Kruesopon abriu a primeira clínica em Bangkok que se concentra exclusivamente neste tipo de tratamento. Algumas das maiores corporações da Tailândia já estão procurando maneiras de lucrar com a economia da maconha.
Ao liberalizar a lei de forma tão rápida e completa, o governo espera tomar a dianteira em relação a seus países vizinhos, muitos dos quais ainda relutam em seguir o caminho aberto pela Tailândia.
Mas há um terceiro fator por trás da nova política da maconha: houve uma reflexão sobre a abordagem linha-dura ao uso de drogas, que começou há sete anos, em uma época em que a Tailândia era governada por uma junta militar.
O país tem algumas das prisões mais superlotadas do mundo, e três quartos dos presos estão detidos por delitos de drogas, muitos deles considerados crimes menores. Isso não apenas trouxe críticas internacionais às más condições em que os prisioneiros vivem, mas também custou dinheiro ao governo.
Em 2016, um ministro da Justiça Militar, o general Paiboon Kumchaya, anunciou que a guerra às drogas havia fracassado e que era necessário outro método menos punitivo de lidar com o abuso de narcóticos.
Quando Anutin apresentou sua política de maconha, com todos os seus atraentes benefícios econômicos, ele descobriu que havia um espaço para discussão — embora diga que ainda foi preciso muito esforço para avançar. Outra consequência da mudança na lei é que mais de 4 mil pessoas por acusações relacionadas à cannabis estão sendo soltas da prisão.
O governo não estava preparado para o apoio entusiasmado que sua política de drogas recebeu em toda a Tailândia desde que a nova lei foi aprovada.
A planta aparece agora em todos os lugares: em sorvetes, adornando pratos clássicos tailandeses e em novas receitas de smoothies. Existe até venda de carne de frangos que teriam sido alimentados com cannabis. A nova lei legaliza praticamente tudo relacionado à cannabis.
O governo está agora elaborando regulamentos adicionais sobre seu uso. Oficialmente, sua posição é que a lei só permite o uso de cannabis para fins médicos, não recreativos, mas é difícil entender como as autoridades farão essa distinção.

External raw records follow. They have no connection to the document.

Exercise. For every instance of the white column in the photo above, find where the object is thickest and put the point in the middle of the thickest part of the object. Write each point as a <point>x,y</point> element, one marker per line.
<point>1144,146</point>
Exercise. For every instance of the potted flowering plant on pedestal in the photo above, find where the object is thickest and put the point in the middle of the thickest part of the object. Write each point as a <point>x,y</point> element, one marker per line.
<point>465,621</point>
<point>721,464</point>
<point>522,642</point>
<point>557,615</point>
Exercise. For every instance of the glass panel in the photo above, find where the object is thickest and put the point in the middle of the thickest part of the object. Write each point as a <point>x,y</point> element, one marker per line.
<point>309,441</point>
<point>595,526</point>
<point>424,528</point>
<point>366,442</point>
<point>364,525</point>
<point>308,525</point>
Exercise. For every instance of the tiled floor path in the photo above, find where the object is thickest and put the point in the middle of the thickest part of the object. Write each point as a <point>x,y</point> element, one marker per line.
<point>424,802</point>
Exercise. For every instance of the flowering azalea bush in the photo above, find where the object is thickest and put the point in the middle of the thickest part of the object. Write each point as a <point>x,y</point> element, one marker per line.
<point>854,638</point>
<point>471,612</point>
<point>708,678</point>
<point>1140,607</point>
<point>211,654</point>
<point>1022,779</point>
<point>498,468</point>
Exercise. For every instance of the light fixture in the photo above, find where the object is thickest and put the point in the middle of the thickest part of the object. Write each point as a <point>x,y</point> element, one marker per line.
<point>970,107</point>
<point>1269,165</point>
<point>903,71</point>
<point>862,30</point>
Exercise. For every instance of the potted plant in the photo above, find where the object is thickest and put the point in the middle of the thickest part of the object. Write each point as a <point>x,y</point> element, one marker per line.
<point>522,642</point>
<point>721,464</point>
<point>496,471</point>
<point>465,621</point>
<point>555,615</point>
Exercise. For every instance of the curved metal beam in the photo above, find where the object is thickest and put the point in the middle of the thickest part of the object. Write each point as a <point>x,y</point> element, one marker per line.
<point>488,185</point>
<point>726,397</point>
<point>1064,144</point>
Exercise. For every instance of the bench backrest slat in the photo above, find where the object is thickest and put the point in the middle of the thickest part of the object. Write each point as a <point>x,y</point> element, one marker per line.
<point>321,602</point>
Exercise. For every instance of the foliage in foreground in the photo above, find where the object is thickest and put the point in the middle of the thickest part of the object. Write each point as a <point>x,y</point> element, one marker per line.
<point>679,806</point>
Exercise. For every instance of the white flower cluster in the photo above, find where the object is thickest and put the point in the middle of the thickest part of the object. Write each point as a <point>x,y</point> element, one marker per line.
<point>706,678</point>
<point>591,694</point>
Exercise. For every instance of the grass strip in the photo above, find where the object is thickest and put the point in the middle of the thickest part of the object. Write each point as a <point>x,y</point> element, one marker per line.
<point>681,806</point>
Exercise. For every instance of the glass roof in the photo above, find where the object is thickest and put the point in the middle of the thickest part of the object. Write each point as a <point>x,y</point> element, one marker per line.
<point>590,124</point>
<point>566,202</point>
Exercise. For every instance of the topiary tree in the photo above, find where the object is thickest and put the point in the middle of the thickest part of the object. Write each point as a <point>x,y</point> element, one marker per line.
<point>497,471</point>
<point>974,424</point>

“Todos nós sabemos, por estudar outros mercados, que o dinheiro de verdade está no uso recreativo”, diz Chidchanok Chitchob, que se diz entusiasta da maconha. Seu pai, uma figura política poderosa em Buriram, foi um dos primeiros a entrar na onda da maconha tailandesa. “Eu acho que esse é um bom passo nessa direção, se realmente estivermos pensando nisso como um produto bom para a economia.”
Ela está experimentando diferentes variedades da planta para ajudar os agricultores locais a cultivar os tipos certos para a região.
Kruesopon diz que não vê problemas em haver mais regulamentação. Ele defende a venda de maconha apenas de vendedores licenciados, com receita médica, e nunca para menores de 18 anos.
“Você não precisa pensar demais nessas coisas. O que já se aplica para cigarros pode ser usado para cannabis. Já existem leis para ajudar a controlar o uso de cigarros e bebidas alcoólicas — basta usar as mesmas leis.”
Este é um passo incomum e ousado do governo tailandês, em um admirável mundo novo. O resto da região está de olho para ver se a legalização recompensa.